Se il primo si può anche guardare da solo, per il secondo è quasi indispensabile aver guardato l’originale. I due documentari si trovano su YouTube, quello del 2013 in HD 1080p.
Un guapo del 900 (Leopoldo Torre Nilsson, Arg, 1960)
Ci sono arrivato
poiché diretto dallo stesso regista di La caìda (1959), inserito
nel gruppo precedente. Oltre al 7,1 su IMDb, mi ha intrigato il titolo (in
Argentina guapo equivale al nostro guappo, e non bello
come in spagnolo) e anche un lungo articolo che descrive nei dettagli la
situazione politica a Buenos Aires nel 1940, quando ci fu la prima dell’omonimo
lavoro teatrale.
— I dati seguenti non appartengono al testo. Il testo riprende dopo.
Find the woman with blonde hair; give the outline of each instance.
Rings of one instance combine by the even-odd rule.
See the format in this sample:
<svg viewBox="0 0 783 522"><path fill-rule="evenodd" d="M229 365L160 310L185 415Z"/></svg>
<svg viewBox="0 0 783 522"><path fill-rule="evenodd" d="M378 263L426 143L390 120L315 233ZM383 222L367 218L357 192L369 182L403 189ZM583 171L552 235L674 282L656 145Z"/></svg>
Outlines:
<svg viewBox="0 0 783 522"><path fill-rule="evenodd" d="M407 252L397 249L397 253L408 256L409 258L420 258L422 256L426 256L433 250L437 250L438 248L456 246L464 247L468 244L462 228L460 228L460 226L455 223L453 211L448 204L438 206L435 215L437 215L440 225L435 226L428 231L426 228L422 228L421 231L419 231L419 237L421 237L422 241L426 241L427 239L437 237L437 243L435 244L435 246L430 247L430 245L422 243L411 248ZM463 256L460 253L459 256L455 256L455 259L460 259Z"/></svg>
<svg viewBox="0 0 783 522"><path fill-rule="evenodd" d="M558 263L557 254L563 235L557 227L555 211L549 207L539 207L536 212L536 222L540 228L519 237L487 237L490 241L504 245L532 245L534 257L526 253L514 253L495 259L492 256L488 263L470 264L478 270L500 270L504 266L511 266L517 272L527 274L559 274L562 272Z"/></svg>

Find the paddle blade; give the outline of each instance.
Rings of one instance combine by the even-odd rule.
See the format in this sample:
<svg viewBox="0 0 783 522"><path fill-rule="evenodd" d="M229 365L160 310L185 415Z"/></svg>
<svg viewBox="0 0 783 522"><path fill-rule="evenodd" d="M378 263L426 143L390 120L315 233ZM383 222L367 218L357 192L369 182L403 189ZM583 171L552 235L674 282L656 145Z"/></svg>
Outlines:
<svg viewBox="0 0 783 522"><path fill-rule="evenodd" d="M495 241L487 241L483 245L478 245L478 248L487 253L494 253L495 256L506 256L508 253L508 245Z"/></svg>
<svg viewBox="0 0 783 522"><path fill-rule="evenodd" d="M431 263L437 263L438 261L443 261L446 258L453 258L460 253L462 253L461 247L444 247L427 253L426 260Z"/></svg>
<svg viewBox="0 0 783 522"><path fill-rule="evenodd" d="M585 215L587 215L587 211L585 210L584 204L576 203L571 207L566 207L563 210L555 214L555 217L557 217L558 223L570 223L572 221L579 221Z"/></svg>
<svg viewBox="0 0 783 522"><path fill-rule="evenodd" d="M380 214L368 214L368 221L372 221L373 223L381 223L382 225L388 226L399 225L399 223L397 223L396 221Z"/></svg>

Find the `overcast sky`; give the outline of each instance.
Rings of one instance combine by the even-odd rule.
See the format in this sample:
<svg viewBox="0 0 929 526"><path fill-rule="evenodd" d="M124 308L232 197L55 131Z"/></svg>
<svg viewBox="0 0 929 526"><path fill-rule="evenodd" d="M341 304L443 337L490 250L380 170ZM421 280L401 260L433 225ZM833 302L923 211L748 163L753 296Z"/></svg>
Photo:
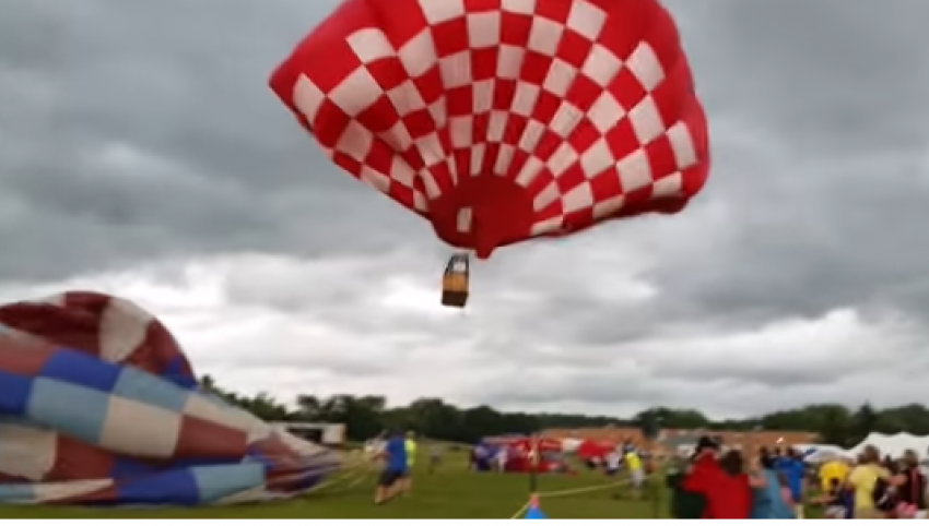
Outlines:
<svg viewBox="0 0 929 526"><path fill-rule="evenodd" d="M715 165L680 216L450 250L267 87L334 0L2 0L0 295L132 299L282 398L713 416L929 403L929 2L669 2Z"/></svg>

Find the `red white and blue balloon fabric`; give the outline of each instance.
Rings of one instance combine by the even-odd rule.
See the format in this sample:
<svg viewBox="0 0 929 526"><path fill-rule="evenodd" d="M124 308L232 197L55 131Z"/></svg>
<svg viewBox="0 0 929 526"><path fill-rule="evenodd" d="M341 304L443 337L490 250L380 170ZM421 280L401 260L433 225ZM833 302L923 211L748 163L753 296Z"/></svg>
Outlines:
<svg viewBox="0 0 929 526"><path fill-rule="evenodd" d="M349 0L270 84L337 165L480 258L679 212L709 168L657 0Z"/></svg>
<svg viewBox="0 0 929 526"><path fill-rule="evenodd" d="M200 390L167 327L127 300L0 306L0 503L266 501L338 464Z"/></svg>

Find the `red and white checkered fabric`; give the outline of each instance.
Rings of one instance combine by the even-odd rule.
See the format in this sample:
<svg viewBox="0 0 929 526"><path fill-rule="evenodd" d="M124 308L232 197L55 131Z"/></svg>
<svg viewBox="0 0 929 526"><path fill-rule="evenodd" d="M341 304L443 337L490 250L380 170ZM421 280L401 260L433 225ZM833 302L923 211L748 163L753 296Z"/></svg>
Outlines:
<svg viewBox="0 0 929 526"><path fill-rule="evenodd" d="M336 164L479 256L678 212L709 167L657 0L349 0L271 87Z"/></svg>

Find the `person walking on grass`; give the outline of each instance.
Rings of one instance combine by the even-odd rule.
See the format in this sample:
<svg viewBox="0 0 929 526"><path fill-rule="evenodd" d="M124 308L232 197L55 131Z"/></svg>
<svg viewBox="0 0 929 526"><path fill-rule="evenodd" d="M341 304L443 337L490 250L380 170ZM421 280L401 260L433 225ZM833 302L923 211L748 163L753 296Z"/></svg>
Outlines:
<svg viewBox="0 0 929 526"><path fill-rule="evenodd" d="M377 480L374 503L385 504L403 489L403 477L407 475L407 442L403 433L393 431L384 445L384 470Z"/></svg>
<svg viewBox="0 0 929 526"><path fill-rule="evenodd" d="M892 492L891 474L881 465L880 450L865 446L847 485L855 492L855 518L886 518L890 506L884 503Z"/></svg>
<svg viewBox="0 0 929 526"><path fill-rule="evenodd" d="M416 433L407 432L407 438L403 440L403 449L407 452L407 469L403 477L400 478L400 492L403 495L409 495L413 490L413 466L416 465Z"/></svg>

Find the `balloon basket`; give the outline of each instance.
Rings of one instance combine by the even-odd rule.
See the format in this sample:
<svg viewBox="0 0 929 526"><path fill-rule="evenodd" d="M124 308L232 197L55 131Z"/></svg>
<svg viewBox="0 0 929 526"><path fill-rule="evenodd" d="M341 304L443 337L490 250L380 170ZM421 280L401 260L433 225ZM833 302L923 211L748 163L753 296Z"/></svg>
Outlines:
<svg viewBox="0 0 929 526"><path fill-rule="evenodd" d="M468 254L455 254L445 265L442 276L442 304L463 309L468 303L471 263Z"/></svg>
Si mette in risalto la commistione fra politica e malavita.
Anche all’epoca i politici di turno non solo tolleravano questo tipo di tirapiedi
ma li usavano pure a scopo intimidatorio e talvolta venivano da questi visti
come oggetto di devozione. Nel film il protagonista agisce spontaneamente per
lavare l’onore del “padrone” e anche quando è arrestato tace per non
comprometterlo. Da un lato e dall’altro si va avanti per questioni di onore,
effettive e sentite o solo di facciata. Interessante soggetto, ben sviluppato.
La hija
de Juan Simon (José Luis Sáenz de Heredia, Spa, 1935)
Uno dei film attribuibili a Buñuel, ma nei quali lui appare solo come produttore per la Filmofono della quale era comproprietario. Il protagonista è il cantante Angelillo che poi sarà anche la star nel successivo ¡Centinela, alerta! (1937) con Buñuel notoriamente riconosciuto come co-regista, mentre Sáenz de Heredia (regista di questo film) compare come attore. Praticamente un gruppo che sfornò film commerciali (spesso musicali) fino agli anni della Guerra Civile. Quanto detto giustifica l’andamento rapido del melodramma che copre almeno un lustro e include varie performance di Angelillo, oltre a uno sfrenato flamenco di Carmen Amaya, la più famosa bailaora de flamenco di tutti i tempi. In effetti compare solo in quella scena (svolta fondamentale nella trama), e quindi il suo nome in bella evidenza sulle locandine fu inserito solo quale specchietto per allodole. Questa fu la sua prima apparizione sul grande schermo e voglio aggiungere questo clip tratto dall’ultimo film nel quale apparve (Los Tarantos, 1963, Nomination Oscar), morì pochi mesi più tardi; osservate cosa riusciva ancora a fare a 50 anni, l’impressionante velocità di braccia, gambe e piedi furono sempre sua caratteristica. Si esibì a Parigi, Londra e New York e perfino alla Casa Bianca.